We found that the suspect list can be pruned from basic demographic information. On the basis of counting relevant relatives of the match, the initial list of candidates contains on average ~850 individuals (Fig. 2A). Our simulations indicate that localizing the target to within 100 miles will exclude 57% of the candidates on average (Fig. 2B and table S4). Next, availability of the target’s age to within ±5yrs will exclude 91% of the remaining candidates (Fig. 2C). Finally, inference of the biological sex of the target will halve the list to just around 16-17 individuals, a search space that is small enough for manual inspection. We also considered a scenario of re-identification of anonymized clinical genetic data. The safe harbor provisions of the HIPAA privacy law permits the release of the year of birth. An age specified at a single year resolution is as expected a more powerful identifier compared to a 10yr interval (Fig. 2D). Together with geography (<100miles) and sex, it is expected to reduce the search space to just 1-2 individuals (Fig. 2E).

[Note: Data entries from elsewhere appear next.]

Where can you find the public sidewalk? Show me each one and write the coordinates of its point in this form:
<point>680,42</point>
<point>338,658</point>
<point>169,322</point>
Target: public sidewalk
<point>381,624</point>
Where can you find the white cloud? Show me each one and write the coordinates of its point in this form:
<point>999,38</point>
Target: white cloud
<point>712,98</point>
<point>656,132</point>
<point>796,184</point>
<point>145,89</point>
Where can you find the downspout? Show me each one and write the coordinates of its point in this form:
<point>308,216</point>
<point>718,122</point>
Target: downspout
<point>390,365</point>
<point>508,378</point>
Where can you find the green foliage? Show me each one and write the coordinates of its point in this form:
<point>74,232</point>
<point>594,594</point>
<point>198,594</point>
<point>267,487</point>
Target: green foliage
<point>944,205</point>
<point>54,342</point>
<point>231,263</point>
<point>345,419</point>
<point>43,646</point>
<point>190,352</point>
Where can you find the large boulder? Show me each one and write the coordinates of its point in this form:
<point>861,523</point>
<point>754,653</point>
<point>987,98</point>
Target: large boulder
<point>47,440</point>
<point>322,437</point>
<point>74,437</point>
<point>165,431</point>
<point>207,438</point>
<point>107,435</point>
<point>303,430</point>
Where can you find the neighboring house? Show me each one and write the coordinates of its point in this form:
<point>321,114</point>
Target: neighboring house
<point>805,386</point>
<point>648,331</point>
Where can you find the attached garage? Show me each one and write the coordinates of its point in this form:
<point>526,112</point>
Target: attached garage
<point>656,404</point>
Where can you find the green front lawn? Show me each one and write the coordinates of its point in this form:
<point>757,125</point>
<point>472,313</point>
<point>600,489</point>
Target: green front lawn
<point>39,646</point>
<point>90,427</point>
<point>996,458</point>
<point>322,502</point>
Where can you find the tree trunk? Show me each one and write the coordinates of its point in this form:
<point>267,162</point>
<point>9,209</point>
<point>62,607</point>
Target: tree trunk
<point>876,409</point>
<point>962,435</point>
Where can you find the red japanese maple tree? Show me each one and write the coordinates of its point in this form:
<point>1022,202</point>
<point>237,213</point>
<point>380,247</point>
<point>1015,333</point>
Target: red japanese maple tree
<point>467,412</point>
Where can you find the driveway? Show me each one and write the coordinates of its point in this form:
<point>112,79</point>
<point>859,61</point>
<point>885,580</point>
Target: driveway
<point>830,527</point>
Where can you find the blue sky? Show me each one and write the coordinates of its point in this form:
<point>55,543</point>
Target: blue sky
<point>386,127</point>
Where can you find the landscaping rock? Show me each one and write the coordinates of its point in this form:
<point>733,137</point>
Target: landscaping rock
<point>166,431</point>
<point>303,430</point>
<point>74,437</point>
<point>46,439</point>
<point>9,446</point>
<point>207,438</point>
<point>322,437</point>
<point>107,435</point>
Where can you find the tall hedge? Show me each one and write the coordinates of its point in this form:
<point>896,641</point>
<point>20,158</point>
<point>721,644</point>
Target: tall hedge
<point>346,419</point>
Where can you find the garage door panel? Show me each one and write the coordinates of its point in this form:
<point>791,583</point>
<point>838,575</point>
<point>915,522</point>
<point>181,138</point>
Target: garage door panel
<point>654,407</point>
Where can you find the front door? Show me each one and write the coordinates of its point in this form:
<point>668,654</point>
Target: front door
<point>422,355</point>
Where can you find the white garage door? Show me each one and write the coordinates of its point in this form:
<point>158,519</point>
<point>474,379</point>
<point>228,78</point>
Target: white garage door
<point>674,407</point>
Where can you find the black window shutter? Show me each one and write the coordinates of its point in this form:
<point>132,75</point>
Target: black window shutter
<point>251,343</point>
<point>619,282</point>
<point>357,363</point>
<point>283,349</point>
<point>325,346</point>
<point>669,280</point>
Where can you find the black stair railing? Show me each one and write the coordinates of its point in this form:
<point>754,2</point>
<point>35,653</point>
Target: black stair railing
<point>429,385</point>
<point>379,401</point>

Fig. 2 Tracing a person of interest from a distant match using demographic identifiers.

(A) The possible relatives of a match (green) in a database. Each square represents a potential degree of relatedness. The range corresponds to the 5%-95% percentile of shared IBD in cM from ref: (16). Red: relatives that could fit a bona-fida 3C match (~100cM). The average number of relatives is denoted in the top-left corner of each square based on a fertility rate of 2.5 children per couple. Nie/Nep: Niece/Nephew; G2: Great-great; G3: Great-great-great; A/U: Aunt/Uncle. (B) An example of the geographical dispersion of 3rd cousins or 2nd cousins once removed around the matched relative. Every circle denotes 100km. (C and D) The distribution of the expected age differences between matches and their potential relatives with a genetic distance of third cousins. The main text reports a conservative scenario, in which the age estimator of the target is in the highest bin of each histogram (red arrow). The age distribution is shown in (C) 10yr resolution in and (D) in 1yr resolution. (E) The entire pipeline of using demographic identifiers along with a long-range familial match to identify a US person (blue: average number of people).

To better understand the risk of re-identifying to human subjects, we conducted a long-range familial search on a specific 1000 Genomes Project individual. We selected a female from the CEU cohort in Utah, whose husband has been identified using surname inference (17). We extracted her genome from the (publicly available) 1000Genomes data repository, re-formatted her genotype to resemble a file released by DTC providers, and uploaded the genotype to GEDmatch. Searching GEDmatch returned two relatives, from North Dakota and Wyoming respectively, with sufficient genetic and genealogical details (Fig. 3). Both relatives shared about 170cM to 180cM with the 1000Genomes sample, which corresponds to 6-7 degrees of separation. They also shared 62cM between each other, indicating that they were distantly related via an ancestral couple who lived 4-6 generations ago. In about one hour of work, we identified the ancestral couple from publicly available genealogical records. Next, we searched for descendants of the ancestral couple that matched the publicly available demographic data of the 1000Genomes sample, such as her expected year of birth and pedigree structure. This step, performed manually, was time consuming and not trivial, as the ancestral couple had over ten children and hundreds of descendants. After a full day of work, we eventually traced the identity of our target, which was the same person we have previously re-identified based on surname inference.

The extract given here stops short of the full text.